Thursday, August 26, 2010

Journal entry #5 – Legacy continues

I just had a thought: What if students are asked to determine whether events –big events -- have left legacies or not?  This is related to my last journal entry where I’m finding lots of great books about people involved in changing situations, yet the books are often not explicit about people being driven by the idea of leaving a legacy.

In pursuing the idea of legacy on the internet, I saw how the word ‘legacy’ is commonly seen as “a given”, that a big event does indeed leave a legacy.  But is this always true or just an easy, trite cliché? Is there only one legacy or how many?  Is it always apparent as to what the legacy is? Is this something linear or more tangential?
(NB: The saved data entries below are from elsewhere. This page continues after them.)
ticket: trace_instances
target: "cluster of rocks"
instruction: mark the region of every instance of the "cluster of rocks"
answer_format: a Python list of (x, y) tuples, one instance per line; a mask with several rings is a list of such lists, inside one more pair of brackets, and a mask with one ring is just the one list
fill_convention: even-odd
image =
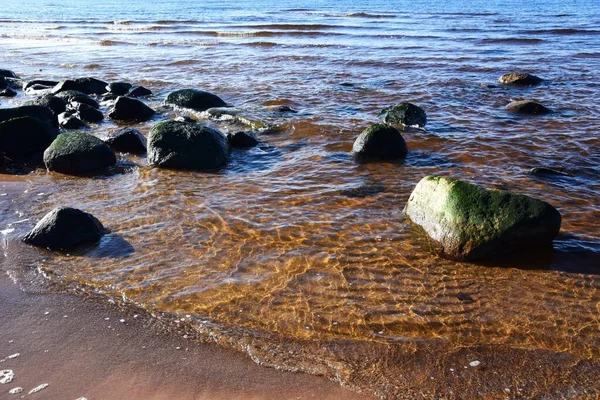
[[(3, 79), (18, 79), (10, 71), (0, 70), (0, 75)], [(500, 82), (530, 86), (541, 79), (511, 73), (500, 77)], [(13, 161), (43, 153), (44, 165), (50, 171), (81, 174), (105, 169), (117, 161), (113, 149), (136, 154), (147, 151), (148, 164), (156, 167), (210, 171), (227, 164), (232, 147), (247, 148), (258, 143), (252, 133), (224, 134), (189, 118), (156, 123), (147, 140), (133, 128), (112, 132), (105, 140), (83, 132), (59, 133), (59, 127), (70, 129), (104, 118), (92, 95), (113, 102), (108, 113), (111, 119), (147, 121), (156, 112), (135, 97), (149, 95), (150, 91), (93, 78), (32, 81), (23, 87), (28, 92), (47, 93), (25, 106), (0, 109), (0, 152)], [(507, 107), (516, 112), (549, 111), (531, 101), (513, 103)], [(172, 92), (165, 104), (215, 112), (230, 106), (219, 96), (196, 89)], [(382, 123), (372, 124), (357, 137), (353, 154), (359, 161), (405, 158), (408, 149), (400, 129), (423, 129), (427, 123), (425, 111), (411, 103), (400, 103), (382, 110), (379, 117)], [(436, 176), (425, 177), (417, 184), (404, 212), (437, 244), (441, 255), (458, 260), (479, 260), (519, 249), (549, 246), (561, 224), (560, 213), (543, 201)], [(60, 207), (42, 218), (23, 240), (35, 246), (65, 250), (98, 241), (105, 232), (94, 216)]]

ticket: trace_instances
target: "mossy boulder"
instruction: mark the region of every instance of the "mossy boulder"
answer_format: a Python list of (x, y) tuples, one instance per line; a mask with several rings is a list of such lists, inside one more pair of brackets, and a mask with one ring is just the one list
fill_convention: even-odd
[(117, 161), (115, 153), (102, 140), (87, 133), (62, 133), (44, 152), (49, 171), (79, 175), (105, 169)]
[(25, 102), (28, 106), (43, 106), (52, 110), (55, 115), (65, 112), (67, 109), (67, 101), (53, 94), (46, 94), (34, 100)]
[(21, 106), (0, 108), (0, 122), (19, 117), (33, 117), (50, 125), (57, 126), (56, 117), (52, 110), (45, 106)]
[(102, 111), (85, 103), (72, 102), (69, 103), (67, 111), (77, 115), (79, 119), (85, 122), (100, 122), (104, 119)]
[(425, 111), (412, 103), (400, 103), (385, 108), (379, 117), (387, 124), (417, 126), (423, 128), (427, 124)]
[(229, 161), (227, 137), (203, 124), (165, 121), (148, 135), (148, 163), (191, 170), (216, 170)]
[(373, 124), (354, 141), (352, 153), (359, 161), (394, 160), (406, 157), (406, 142), (393, 126)]
[(58, 207), (46, 214), (23, 237), (23, 241), (50, 250), (69, 250), (100, 240), (106, 230), (92, 214), (70, 207)]
[(79, 129), (86, 126), (85, 122), (69, 111), (58, 114), (58, 125), (64, 129)]
[(18, 78), (17, 74), (9, 69), (0, 69), (0, 77), (3, 78)]
[(57, 97), (65, 99), (67, 103), (83, 103), (94, 108), (100, 108), (100, 104), (90, 96), (77, 90), (65, 90), (56, 94)]
[(508, 103), (506, 110), (517, 114), (543, 115), (552, 111), (533, 100), (515, 100)]
[(498, 82), (504, 85), (515, 86), (534, 86), (540, 84), (542, 81), (542, 78), (523, 72), (509, 72), (498, 78)]
[(146, 153), (146, 138), (137, 129), (122, 128), (110, 132), (104, 143), (115, 151), (131, 154)]
[(0, 97), (15, 97), (17, 95), (17, 92), (12, 89), (7, 87), (6, 89), (2, 89), (0, 90)]
[(551, 246), (561, 224), (544, 201), (435, 176), (417, 184), (404, 211), (443, 256), (458, 260)]
[(52, 89), (52, 93), (60, 93), (66, 90), (75, 90), (86, 94), (106, 93), (107, 82), (96, 78), (77, 78), (60, 81)]
[(42, 88), (52, 89), (56, 85), (58, 85), (57, 81), (48, 81), (45, 79), (34, 79), (32, 81), (27, 82), (25, 84), (25, 86), (23, 86), (23, 90), (30, 89), (34, 86), (37, 88), (37, 90), (41, 90)]
[(151, 94), (152, 94), (152, 91), (150, 89), (146, 89), (143, 86), (136, 86), (129, 91), (127, 96), (129, 96), (129, 97), (144, 97), (144, 96), (150, 96)]
[(0, 122), (0, 154), (13, 160), (25, 160), (42, 154), (56, 139), (58, 129), (33, 117), (18, 117)]
[(213, 107), (227, 106), (216, 94), (198, 89), (180, 89), (169, 93), (165, 100), (166, 104), (190, 108), (196, 111), (205, 111)]
[(231, 147), (237, 149), (247, 149), (258, 144), (258, 139), (251, 132), (233, 132), (227, 134), (227, 139)]
[(108, 116), (120, 121), (148, 121), (156, 111), (144, 102), (129, 97), (119, 97)]
[(131, 89), (131, 83), (127, 82), (112, 82), (106, 86), (106, 90), (109, 93), (116, 94), (117, 96), (124, 96), (129, 93)]

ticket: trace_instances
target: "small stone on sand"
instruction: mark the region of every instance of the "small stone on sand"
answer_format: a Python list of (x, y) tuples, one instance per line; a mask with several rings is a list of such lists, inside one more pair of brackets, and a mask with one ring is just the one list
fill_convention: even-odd
[(479, 366), (479, 364), (481, 364), (481, 361), (471, 361), (471, 362), (469, 363), (469, 365), (470, 365), (471, 367), (477, 367), (477, 366)]
[(7, 358), (10, 360), (12, 358), (17, 358), (21, 355), (21, 353), (15, 353), (15, 354), (11, 354), (10, 356), (8, 356)]
[(29, 394), (37, 393), (37, 392), (39, 392), (40, 390), (44, 390), (44, 389), (46, 389), (48, 386), (50, 386), (50, 384), (49, 384), (49, 383), (42, 383), (41, 385), (39, 385), (39, 386), (36, 386), (36, 387), (34, 387), (33, 389), (31, 389), (31, 390), (29, 391)]
[(19, 386), (17, 386), (17, 387), (16, 387), (16, 388), (14, 388), (14, 389), (10, 389), (10, 390), (8, 391), (8, 393), (9, 393), (9, 394), (19, 394), (19, 393), (21, 393), (22, 391), (23, 391), (23, 388), (22, 388), (22, 387), (19, 387)]
[(3, 369), (0, 371), (1, 384), (11, 383), (13, 379), (15, 379), (15, 373), (12, 369)]

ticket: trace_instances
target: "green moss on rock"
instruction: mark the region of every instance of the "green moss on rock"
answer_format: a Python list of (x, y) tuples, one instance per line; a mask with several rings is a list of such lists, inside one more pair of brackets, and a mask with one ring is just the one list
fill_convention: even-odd
[(115, 153), (102, 140), (87, 133), (62, 133), (44, 152), (49, 171), (78, 175), (101, 170), (117, 161)]

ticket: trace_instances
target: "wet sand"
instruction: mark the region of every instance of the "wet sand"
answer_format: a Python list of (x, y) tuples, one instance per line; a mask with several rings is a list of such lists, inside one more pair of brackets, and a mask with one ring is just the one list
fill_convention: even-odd
[[(76, 295), (23, 292), (0, 274), (0, 399), (331, 399), (360, 395), (323, 377), (261, 367), (214, 344), (158, 333), (141, 316)], [(121, 322), (124, 320), (125, 322)], [(19, 395), (8, 394), (22, 387)]]

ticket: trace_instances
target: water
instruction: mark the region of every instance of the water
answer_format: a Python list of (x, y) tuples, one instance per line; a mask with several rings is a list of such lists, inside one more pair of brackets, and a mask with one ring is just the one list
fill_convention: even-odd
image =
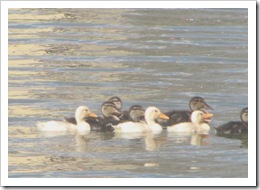
[(247, 135), (40, 134), (111, 96), (212, 126), (248, 104), (247, 9), (9, 9), (9, 177), (247, 177)]

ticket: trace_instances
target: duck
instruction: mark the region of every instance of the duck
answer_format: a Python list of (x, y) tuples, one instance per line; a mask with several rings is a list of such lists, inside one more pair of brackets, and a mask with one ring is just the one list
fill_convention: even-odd
[[(91, 131), (113, 131), (111, 124), (118, 124), (122, 112), (117, 109), (113, 102), (105, 101), (100, 107), (103, 117), (85, 117), (85, 121), (89, 123)], [(75, 117), (65, 118), (69, 123), (76, 124)]]
[(120, 122), (118, 123), (122, 123), (126, 121), (133, 121), (133, 122), (145, 121), (144, 112), (145, 109), (141, 105), (133, 105), (129, 108), (128, 111), (122, 112), (124, 116), (118, 117), (118, 120), (120, 120)]
[(141, 105), (133, 105), (129, 108), (129, 119), (134, 122), (145, 121), (145, 109)]
[(167, 121), (158, 120), (158, 123), (163, 125), (164, 128), (167, 128), (167, 126), (172, 126), (178, 123), (191, 122), (191, 114), (195, 110), (214, 110), (206, 103), (204, 98), (200, 96), (194, 96), (190, 99), (189, 108), (190, 110), (172, 110), (164, 112), (170, 119)]
[(117, 108), (117, 106), (110, 101), (105, 101), (101, 105), (101, 113), (104, 116), (104, 118), (111, 118), (114, 120), (120, 120), (120, 117), (122, 116), (122, 111)]
[(112, 96), (106, 102), (110, 102), (110, 103), (115, 104), (118, 111), (121, 112), (121, 114), (119, 116), (120, 120), (129, 120), (129, 118), (130, 118), (129, 117), (129, 111), (122, 111), (123, 102), (122, 102), (121, 98), (119, 98), (118, 96)]
[(48, 131), (48, 132), (60, 132), (60, 131), (90, 131), (90, 125), (85, 121), (86, 117), (98, 117), (95, 113), (91, 112), (87, 106), (79, 106), (75, 111), (76, 123), (69, 121), (47, 121), (38, 122), (38, 131)]
[(201, 110), (195, 110), (191, 114), (191, 122), (182, 122), (167, 127), (168, 132), (209, 132), (208, 125), (210, 119), (213, 117), (212, 113)]
[(248, 107), (240, 111), (240, 121), (230, 121), (215, 128), (217, 134), (241, 134), (248, 132)]
[[(113, 131), (112, 125), (118, 125), (119, 123), (127, 122), (127, 121), (144, 121), (144, 108), (140, 105), (133, 105), (129, 108), (125, 113), (120, 112), (117, 109), (114, 103), (104, 102), (101, 106), (101, 112), (104, 118), (98, 118), (99, 121), (96, 122), (97, 126), (102, 126), (102, 129), (106, 129), (106, 131)], [(121, 117), (124, 114), (124, 117)], [(93, 120), (93, 118), (92, 118)], [(91, 122), (93, 126), (93, 122)], [(111, 129), (112, 128), (112, 129)]]
[(122, 100), (121, 98), (119, 98), (118, 96), (112, 96), (111, 98), (109, 98), (106, 102), (110, 102), (110, 103), (113, 103), (115, 104), (116, 108), (118, 110), (121, 110), (122, 109)]
[(121, 122), (120, 116), (123, 114), (113, 102), (106, 101), (101, 105), (101, 113), (103, 117), (98, 117), (97, 120), (91, 120), (90, 125), (94, 131), (114, 131), (112, 125)]
[(162, 131), (162, 126), (156, 123), (156, 119), (169, 119), (164, 113), (162, 113), (157, 107), (150, 106), (146, 108), (144, 113), (145, 121), (126, 121), (119, 123), (118, 125), (113, 125), (114, 132), (119, 133), (140, 133), (140, 132), (153, 132), (160, 133)]

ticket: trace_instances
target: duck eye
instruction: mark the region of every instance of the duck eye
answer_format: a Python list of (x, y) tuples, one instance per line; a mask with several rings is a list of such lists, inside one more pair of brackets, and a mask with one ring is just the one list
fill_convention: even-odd
[(88, 112), (88, 109), (85, 109), (86, 112)]
[(157, 112), (158, 112), (158, 110), (154, 110), (154, 112), (155, 112), (155, 113), (157, 113)]

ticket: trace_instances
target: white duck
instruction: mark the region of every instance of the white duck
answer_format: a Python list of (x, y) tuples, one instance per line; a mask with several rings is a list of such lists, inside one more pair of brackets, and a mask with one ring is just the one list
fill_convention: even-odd
[(162, 131), (162, 126), (155, 122), (156, 119), (169, 119), (168, 116), (161, 113), (161, 111), (156, 107), (148, 107), (145, 110), (145, 122), (133, 122), (127, 121), (123, 123), (119, 123), (114, 127), (114, 132), (121, 133), (140, 133), (151, 131), (153, 133), (160, 133)]
[(200, 110), (193, 111), (191, 114), (191, 122), (178, 123), (176, 125), (168, 126), (168, 132), (208, 132), (212, 113), (203, 112)]
[(97, 115), (89, 110), (86, 106), (79, 106), (75, 112), (76, 125), (67, 121), (47, 121), (38, 122), (38, 131), (58, 132), (58, 131), (90, 131), (89, 124), (85, 121), (85, 117), (97, 117)]

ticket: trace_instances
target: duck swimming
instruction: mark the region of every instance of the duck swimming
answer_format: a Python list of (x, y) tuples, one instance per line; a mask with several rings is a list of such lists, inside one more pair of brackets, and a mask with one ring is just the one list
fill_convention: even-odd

I’m thinking about the book like Hitler Youth: Growing up in Hitler’s Shadow by Susan Bartoletti, which is a fantastic compelling look at how the Nazis trained young people into following fascist thinking. Was there a legacy from this early indoctrination? What is/was it?

A more contemporary scenario is the US and 9/11.  Lots of great books to support looking at this event like September roses by Jeanette Winter (823 W7338S PIC BK) or  Ask me no questions by Marina Tamar Budhos (823 B859A FIC) (this is recommended for grades 7 and up but because Nellie McClung Elementary School has in past years selected materials above grade level, I will suggest this item to them.) But what is the legacy of this occasion (besides more airport security)?  Is it different for the individual compared to society? When does a legacy become apparent?  Is it too soon to determine?

Would students be able to follow through on this? Could they discover the connections between the past and the present and determine for themselves what legacies have been left from the Hitler Youth or 9/11?

Lots to think about, but great critical thinking possibilities.